Pending U.S. legislation known as the DEEPFAKES Accountability Act would mandate that any fake content uploaded to the web be labelled with a watermark that shows its fraudulence. “But I don’t know if that’s a very realistic solution,” says Paris. “The idea is that by requiring humans to comment and give notes on every upload that it would cut back on the volume of what’s being uploaded.” Such measures require a lot of good faith on the part of the creators of fake content, who have yet to show much concern for the chaos they’ve caused to date.
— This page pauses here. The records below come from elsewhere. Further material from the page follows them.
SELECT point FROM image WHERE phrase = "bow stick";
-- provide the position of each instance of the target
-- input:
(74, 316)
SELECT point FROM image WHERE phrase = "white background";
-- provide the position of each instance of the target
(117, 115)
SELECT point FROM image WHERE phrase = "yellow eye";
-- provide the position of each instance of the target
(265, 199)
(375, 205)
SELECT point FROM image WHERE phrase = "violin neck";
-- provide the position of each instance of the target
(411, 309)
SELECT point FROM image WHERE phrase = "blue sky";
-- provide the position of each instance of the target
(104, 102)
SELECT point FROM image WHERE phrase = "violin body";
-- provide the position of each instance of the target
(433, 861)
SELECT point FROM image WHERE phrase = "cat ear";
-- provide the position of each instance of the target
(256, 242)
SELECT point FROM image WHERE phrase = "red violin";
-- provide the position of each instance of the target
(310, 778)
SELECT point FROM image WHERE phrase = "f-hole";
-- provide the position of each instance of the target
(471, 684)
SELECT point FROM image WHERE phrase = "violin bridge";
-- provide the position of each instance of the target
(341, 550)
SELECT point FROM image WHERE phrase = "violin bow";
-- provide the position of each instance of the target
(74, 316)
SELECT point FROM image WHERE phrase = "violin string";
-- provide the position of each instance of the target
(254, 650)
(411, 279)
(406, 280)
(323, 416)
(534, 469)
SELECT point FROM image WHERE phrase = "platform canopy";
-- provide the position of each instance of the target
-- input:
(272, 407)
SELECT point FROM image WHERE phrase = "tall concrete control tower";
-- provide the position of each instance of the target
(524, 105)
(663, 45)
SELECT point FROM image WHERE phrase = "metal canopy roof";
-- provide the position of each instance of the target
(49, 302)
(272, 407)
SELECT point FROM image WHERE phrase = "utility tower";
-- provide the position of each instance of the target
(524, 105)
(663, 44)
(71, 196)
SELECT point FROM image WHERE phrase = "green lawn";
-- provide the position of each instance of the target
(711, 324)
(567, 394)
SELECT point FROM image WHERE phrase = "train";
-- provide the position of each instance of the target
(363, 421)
Ironically, a more sophisticated solution to the problem involves using neural networks, the same type of artificial intelligence behind the creation of deepfakes. At the Computer Vision and Machine Learning Lab at the University at Albany, Siwei Lyu has been training AIs to spot deepfakes since they first arrived on Reddit. His work is a constant game of cat and mouse—every time he trains his own systems to detect deepfake videos, fakers develop new and inventive ways to outsmart them.
Lyu’s initial methodology trained his neural networks to observe patterns in eye movement. Normal humans blink between every 2-10 seconds. AI-generated humans tend to blink far less. For a short time Lyu’s methods proved highly effective, resulting in a 95% detection rate, but when he published his research, deepfake creators changed their approach. Now his AIs look for artefacts left over from the first generation algorithms themselves—tiny details embedded in files that are undetectable to the human eye.
Despite advances in his research, Lyu believes the solution to deepfakes is neither technological nor legislative.
“User education and media literacy is the biggest issue here,” he says. “A lot of people can be fooled by these fake videos because they simply don’t know that videos can be manufactured and manipulated in this way. It’s like a virus. When a virus attacks a society for the first time, people get sick, not because they don’t know how to protect themselves, but because they don’t know that there is a virus. But once they know about the virus and take proper measures to protect themselves, then the virus can be controlled.”
How quickly the understanding of this particular virus improves depends not on individuals, but on platforms and their designers, all of whom have a responsibility to take definitive action. “The slow action on behalf of platforms to address any sort of misinformation happens primarily because it’s good for business,” says Paris. Lyu agrees. “It was only congressional pressure last year that made Facebook and Twitter take action.” It’s not hard to see why, in October 2019, senator Elizabeth Warren labelled Facebook a “disinformation-for-profit machine.”
Real action likely means addressing the fundamental design of systems that allow misinformation to spread, potentially impacting functionality and damaging revenue—moves unlikely to happen very soon. For digital designers that means “designing tools to filter out fake content, making users more aware of the treachery of deepfakes, and stopping the spread of misinformation,” writes Teixeira in his op-ed, “and raising awareness inside of our organizations, establishing principles around truth, and reporting how our platforms might be misused by agents with hidden agendas.”
While we wait for platforms to design responsible solutions to a problem they helped create, Paris offers a more mindful solution:
We all [think] a little bit more carefully about who we’re communicating with and why it might be helpful for society across the board.
Better still, if, as Lyu suggests, deepfakes do conform to the same patterns as organic viruses, perhaps it’s simply easier to self-isolate and switch off.